The Union has its big summer theater there. It’s an artificial and stupid one. The huge fuss about the allegedly torn firewall to the AfD is fed by two factors: the media, other parties and some party enemies are very keen to put Friedrich Merz’s words in his mouth. And in the case of the CDU boss himself, the cases in which he expresses himself imprecisely and sometimes exaggerated – as if he, the edgy man from the 90s, hadn’t arrived in today’s brutally fast media world, in which every sentence has to be right. A chairman with a communication problem is a big risk for the CDU and the campaigning CSU.
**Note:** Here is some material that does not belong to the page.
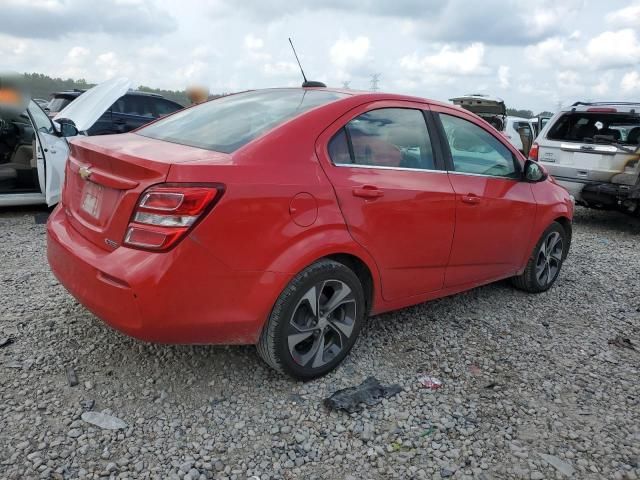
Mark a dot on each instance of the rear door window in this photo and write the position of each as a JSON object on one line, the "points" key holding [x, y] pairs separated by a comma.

The Union will have to find answers – all other parties too
The fact is: the CDU has a stable firewall against the AfD, no joint elections, resolutions and initiatives, no bargaining at any level. Good thing, because an extremist party must not be normalized. That is the decision, that is also Merz’ attitude. In his TV interview, he did not speak out for municipal coalitions with right-wing extremists. But politicians have to think about one thing in 2023: How to deal with a municipality in which the district administrator and the mayor come from the AfD. Unfortunately, this has become reality in the East.
What to do on site – reject and block everything? Paralyze a place as long as there is still somehow an all-party majority against the AfD in committees? Differentiate between factual and polemical, right and wrong approaches in municipal, less professional councils, in which decisions are made about the recycling center and the school gymnasium?
The Union will have to find answers to this. All other parties who are now happily insulting Merz, too, by the way.